His music not only made an impact on the entertainment industry, but the manner in which he died and was subsequently buried would make a good “B” movie.
In a well-documented and much-publicized case, his road manager, Phil Kaufmann, removed his body from where it was buried and took it to California’s Joshua Tree Monument, where it was cremated. Kaufmann was imprisoned for his crime but has never regretted his actions, because as he recounted in his biography, “Road Mangler Deluxe”: “We made a deal. We were not going to let him go back to New Orleans.” Dramatic references aside, though, Parsons’ death was as much a blow to the music industry as the loss of the artists mentioned above. His influences continue to be felt and his peers continue to keep the flame of his greatness lit even today.
He first gained some of the recognition he was seeking when he joined the Byrds in 1968, but he left that ground-breaking country- rock band just three months later. Then, along with Chris Hillman, who had also left that group, he formed the Flying Burrito Brothers.
The band’s first release was “The Gilded Palace of Sin,” released in 1969. Only one other album was released by the band, 1970’s “Burrito Deluxe.” Emmylou Harris, who served as co-producer of “Return” with Paul Kremen, was Parsons’ protege and duet partner on two of his albums, GP (1972) and Grievous Angel (1974), released after his death in September 1973. Harris’personal connection with the acclaimed “Father of Country Rock” prompted Kremen to enlist her aid in the project, first conceived in 1995. Harris came aboard two years later.
Once Harris and Kremen came together, the two started a list of artists they wanted for the project – ones who are renegades themselves, much like Parsons.
Since Parsons’ death there have been many tributes released paying homage to a wide variety of singers and musicians. But this project is much closer to the bone, meaning there are no culls.
Of the 13 cuts on this CD, not one is a dud. Each single could stand on its own because of the diversity of the artists performing the songs and the integrity of the production.

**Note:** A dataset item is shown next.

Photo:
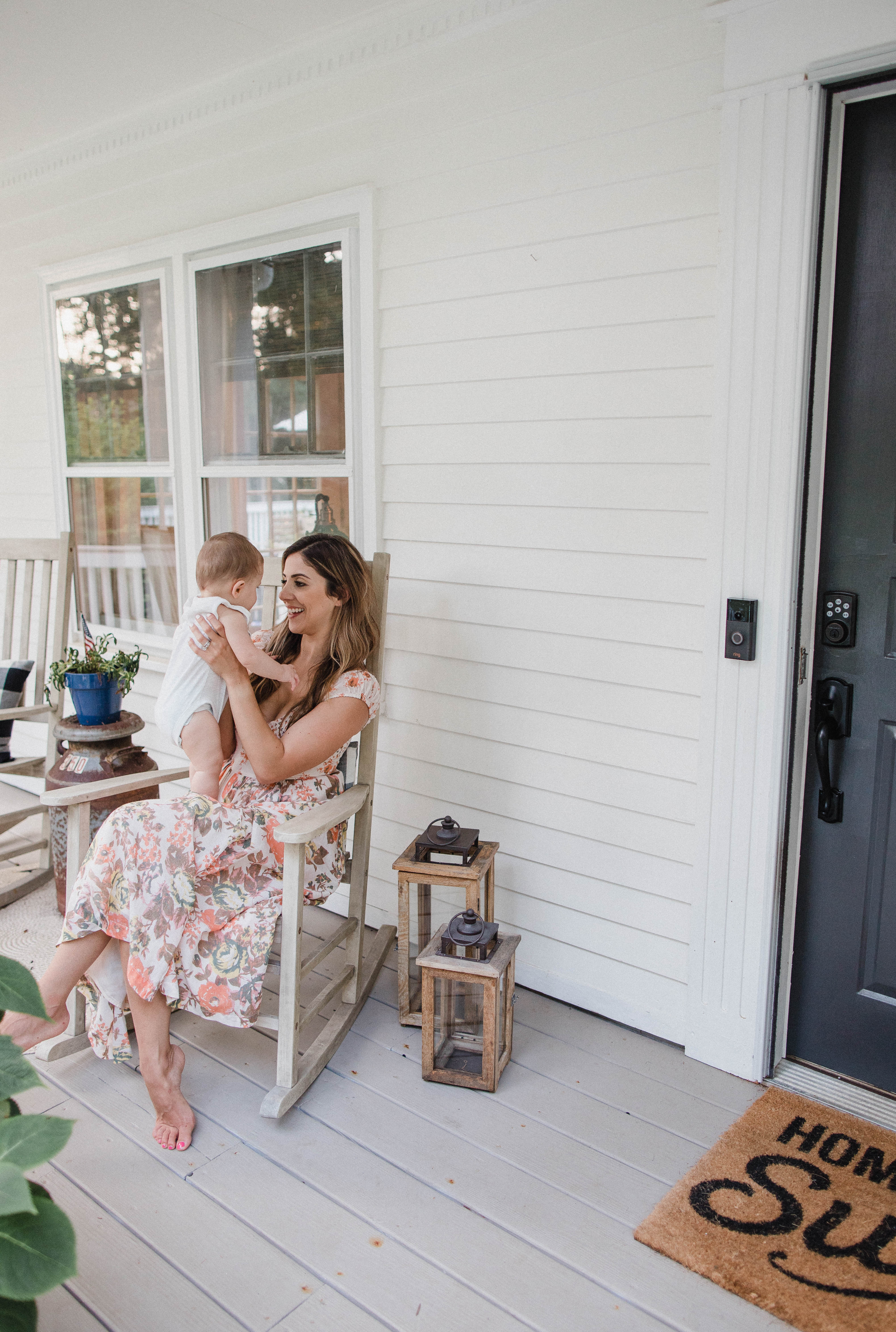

Drawing from a wide swath of the musical landscape, Kremen and Harris enlisted such luminaries as the Pretenders (for “She”), Beck (“Sin City,” with Harris), the Mavericks (“Hot Burrito #1”), Chris Hillman/Steve Earle (“High Fashion Queen”), Sheryl Crow (“Juanita,” with Harris), Elvis Costello (“Sleepless Nights”), Lucinda Williams and David Crosby (“Return of the Grievous Angel”), and Wilco (“100 Years”).
Each artist has either had a personal connection with Parsons or been greatly influenced by his music.
This release will, most definitely, enable others to enjoy the early works of Gram Parsons, while listening to fresh approaches to a small body of music that has become timeless as well as classic. I give “Return” a whole-hearted and enthusiastic two thumbs up.